Vom Sammeln und wieder Weggeben

Manchmal ist die blogrelevante Erlebnisdichte nicht sehr hoch – solche Phasen gehen oft mit einem erhöhten Arbeitsaufkommen in Sachen Broterwerb einher … Soll mir recht sein!

Gestern aber hatte ich ein wenig Zeit und es trieb mich mal wieder zum Haushaltsauflöser meines Vertrauens – besser gesagt: in dessen Schallplattenecke, die von Herrn B. so liebevoll gepflegt wird. Auch diesmal fuhr ich nicht ohne ein paar Neuerwerbungen in Vinyl wieder nach Hause. Meine Absicht war es jedoch, eine größere Anzahl von Schallplatten loszuwerden.

PlattenregalAufmerksamen Lesern wird es nicht entgangen sein, dass ich zwar auch klassische Musik höre, diese aber keinen Schwerpunkt meiner sammlerischen Bemühungen darstellt. Ich freue mich jedoch, sehr viele bedeutende Werke aus dem Bereich der klassischen Musik in meinen Regalen stehen zu haben.

Nun ist es allerdings so, dass man bei der Übernahme musikalischer Nachlässe in Form von Schallplatten keine Rosinenpickerei betreiben kann. Im Normalfall wollen die Erben „den alten Kram“ auf einen Schlag loswerden. Auf dem Flohmarkt ist es mir schon passiert, dass mir Angebote gemacht werden wie „… nur 20 Euro, wenn Du die ganze Kiste nimmst!“ – so kommt man zu jeder Menge von dem, was ein Angler „unerwünschten Beifang“ nennen würde. Das Ergebnis: man hat gerade auf dem Gebiet der klassischen Musik bald alles doppelt und dreifach in der Sammlung. Das treibt manchmal seltsame Blüten: Mozarts „Kleine Nachtmusik“ und Vivaldis „Vier Jahreszeiten“ habe ich jeweils acht mal im Regal stehen. Ich bin allerdings kein vergleichender Hörer, was soll ich also mit dem vielen Zeug?
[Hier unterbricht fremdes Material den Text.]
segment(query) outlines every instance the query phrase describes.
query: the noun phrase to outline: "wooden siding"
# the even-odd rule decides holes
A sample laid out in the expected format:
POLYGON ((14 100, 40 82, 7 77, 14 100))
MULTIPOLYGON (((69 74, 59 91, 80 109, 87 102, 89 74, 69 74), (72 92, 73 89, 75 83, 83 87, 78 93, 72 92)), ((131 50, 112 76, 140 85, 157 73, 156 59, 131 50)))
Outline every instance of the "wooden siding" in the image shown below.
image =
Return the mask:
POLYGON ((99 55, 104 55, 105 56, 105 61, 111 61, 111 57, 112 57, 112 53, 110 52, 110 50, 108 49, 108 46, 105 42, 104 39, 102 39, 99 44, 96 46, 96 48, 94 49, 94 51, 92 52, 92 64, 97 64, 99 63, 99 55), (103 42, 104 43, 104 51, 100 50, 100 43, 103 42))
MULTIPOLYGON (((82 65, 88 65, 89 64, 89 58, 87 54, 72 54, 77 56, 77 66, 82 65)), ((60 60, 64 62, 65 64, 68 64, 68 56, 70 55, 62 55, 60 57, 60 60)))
Ich sammle Platten ja nicht um ihres bloßen Besitzes willen, sondern fürs Hörvergnügen. Die Musik soll auch mal auf den Plattenteller! Vor etwa zwei Wochen, als ich mal wieder mühsam Platz für weitere Platten schaffen musste, fiel es mir wie Schuppen von den Augen: wenn was Neues dazu kommt, muss was Altes weg! Ich holte also ein paar Kartons vom Dachboden und nach ein paar Stunden hatte ich um die 250 Platten aussortiert – hauptsächlich klassische Musik. Gestern schließlich hievte ich die Kartons in mein Auto und lieferte sie im sozialen Kaufhaus bei Herrn B. ab. Er wird die Platten sichten, ein wenig mit Mikrofaser-Tüchern abwischen, der einen oder anderen eine neue Innenhülle verpassen und sie dann in seine Regale einsortieren. Und wenn alles gut geht, werden die Platten für einen Euro das Stück einen neuen Besitzer finden …

Die Erfahrung, dass das Weggeben mir überflüssig gewordener Gegenstände ungeheuer viel Freude machen kann, ist mir nicht neu. Mir fehlt allerdings die Lust, 250 Schallplatten Stück für Stück bei e..y anzubieten oder mich auf den Flohmarkt zu stellen. Nein – so ein soziales Kaufhaus ist schon ein ganz hervorragender Umschlagplatz. Was dem Einen überflüssig erscheint, wird vom Anderen höchst begehrt. Dieser Ort bringt uns beide – und ich bin mal dieser und mal jener – aufs Feinste zusammen!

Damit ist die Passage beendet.